Cheap sleep: Best deals on highway hotels

Just because a billboard sign promises a great room rate at an upcoming exit doesn't mean you can't do better.

Maureen and Bill Palier saw firsthand how hotel prices fluctuate during a road trip across North Dakota to visit relatives. The couple stayed at the same hotel twice -- Saturday on the way out and Wednesday on the way back -- along the 12-hour drive. Everything was pretty much the same, except the second night cost $50 more.

The manager's explanation: Booking the visit in advance and online had garnered the better deal.

Experts agree that planning ahead is critical to unlocking the best on-the-road lodging deals. "Many chains will push the price up as it gets closer to the date of booking," says Tom Magnuson, a former owner and manager of several Best Western-franchised hotels and now principal of Magnuson Hotels, a company representing more than 450 independently owned member hotels.

"You can always get a little peace of mind knowing you've gotten things nailed down," he says.

Those members occupy an industry jam-packed with recognizable names. "There are more than 300 hotel brands in the U.S. today. We're in the hotel business, and we can't name them all," Magnuson says. Industry growth has led to a blurring of brands.

"There isn't 10 cents' worth of difference among the major chains, as they all try to outdo one another," says Bob Jones, a frugal-travel expert who writes The Smart Travelers' Corner column for OneTravel.com.

Jones, who says he may get in trouble for that statement, offers the example of a Sheraton in Oklahoma literally changing places with a Marriott. "No, they didn't move the buildings, just the signs!"

Chain hotels, Jones says, can be:

  • Owned and operated by a chain.
  • Not owned, but managed and operated by a chain.
  • Neither owned nor operated, but franchised, by a chain.

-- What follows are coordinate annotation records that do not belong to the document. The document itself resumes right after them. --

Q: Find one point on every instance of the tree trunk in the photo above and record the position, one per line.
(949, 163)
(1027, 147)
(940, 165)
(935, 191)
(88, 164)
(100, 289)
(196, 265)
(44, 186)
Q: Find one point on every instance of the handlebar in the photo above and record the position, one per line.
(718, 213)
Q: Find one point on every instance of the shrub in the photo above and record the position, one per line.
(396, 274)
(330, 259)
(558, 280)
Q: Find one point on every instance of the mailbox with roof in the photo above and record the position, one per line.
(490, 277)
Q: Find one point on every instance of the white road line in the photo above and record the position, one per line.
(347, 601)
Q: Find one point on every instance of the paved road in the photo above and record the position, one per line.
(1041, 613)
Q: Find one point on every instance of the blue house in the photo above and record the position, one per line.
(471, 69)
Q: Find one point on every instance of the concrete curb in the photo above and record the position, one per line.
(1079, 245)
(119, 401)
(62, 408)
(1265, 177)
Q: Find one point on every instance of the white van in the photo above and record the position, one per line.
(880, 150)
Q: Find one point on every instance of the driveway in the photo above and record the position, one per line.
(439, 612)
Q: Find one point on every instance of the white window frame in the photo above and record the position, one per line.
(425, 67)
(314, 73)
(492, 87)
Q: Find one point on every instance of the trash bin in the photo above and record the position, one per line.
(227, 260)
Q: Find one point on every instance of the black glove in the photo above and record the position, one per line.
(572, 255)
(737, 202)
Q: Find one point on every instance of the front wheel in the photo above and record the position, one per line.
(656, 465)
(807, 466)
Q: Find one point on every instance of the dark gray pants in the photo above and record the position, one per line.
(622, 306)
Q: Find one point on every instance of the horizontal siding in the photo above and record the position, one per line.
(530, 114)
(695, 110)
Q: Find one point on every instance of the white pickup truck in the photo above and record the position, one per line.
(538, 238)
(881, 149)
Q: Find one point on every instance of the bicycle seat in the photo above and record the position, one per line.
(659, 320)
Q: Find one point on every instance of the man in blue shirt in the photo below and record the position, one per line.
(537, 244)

What that means for pricing: "Chains like Days Inn are primarily independently owned and use a common reservation system. They may have far more fluctuation in rate than Marriott, which might make special offers systemwide, like 'Kids stay and eat for free,'" says Laurie Borman, editorial director of atlas publisher Rand McNally, which features online road-trip-planning tools and tips.

Frills or not?
The first step to snagging the best lodging deal on your next road trip is to identify your expectations. Nearly all travelers expect "a hot shower with decent water pressure; a clean, quiet, comfortable bed; curtains that shut out light; and a safe and secure room," Borman says. And most interstate chain hotels have those basics.

Those looking for more -- from a restaurant onsite to a workout facility to get the post-drive kinks out -- will also find chains that appeal, she says. "People have started to expect a lot more in hotels than they used to because they are traveling more and know what's out there."